The defendant pleads in defense his discharge in insolvency, granted by the court of insolvency of Somerset county, on the 11th day of July, 1889. The discharge was granted by the court on composition proceedings under § 62 of Chap. 70 of the Eevised Statutes.
The plaintiff contends that the discharge pleaded is not valid for several grounds, which he sets out in his replication to the defendant’s plea. The grounds specified are irregularities in the proceedings, which it is claimed took from the court jurisdiction to grant the discharge, and frauds on the part of the insolvent debtor, which rendered the discharge if the court had jurisdiction to grant it, invalid as against his claim. The burden is upon the plaintiff to sustain the allegations in his plea.
We have carefully examined the evidence upon which he relies and are not satisfied that it sustains his objections to the discharge. But if it does, we think he cannot avail himself of them.
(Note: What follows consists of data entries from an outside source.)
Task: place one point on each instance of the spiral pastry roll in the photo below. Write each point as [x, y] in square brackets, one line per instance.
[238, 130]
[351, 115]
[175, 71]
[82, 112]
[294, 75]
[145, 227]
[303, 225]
At the time of the discharge, the note in suit was held by the original payee. She received and receipted for the percentage offered and paid by the debtor under the composition proceedings. The plaintiff took the note as indorsee after the discharge and receipt of the percentage paid by the debtor, and with full knowledge of all the grounds that he now sets up for the purpose of invalidating the discharge. He claims now that all the grounds alleged by him in resistance of the discharge appear by the records and the proceedings of the court of insolvency. They were known to the holder of the note or might have been known in the exercise of due diligence, and no objection was made to the debtor’s discharge by her. Having knowledge of all the grounds set up by the plaintiff, by making no objection to the allowance of the discharge and receiving the percentage paid by the debtor, we think she must be held as electing to waive the objections that were then open to her and take the sum offered by the debtor. The plaintiff, taking the note after the discharge was granted and the receipt *185of the payment by the holder of the note, with full knowledge of all the facts which he now relies upon, stands in no better position than the indorser stood in. It is too late now for these objections to be invoked to invalidate the discharge. Eustis v. Bolles, 146 Mass. 413 ; Blake v. Clary, 83 Maine, 154.
Judgment for defendant.
Peters, C. J., Walton, Foster, Haskell and Whiteiiouse, JJ., concurred.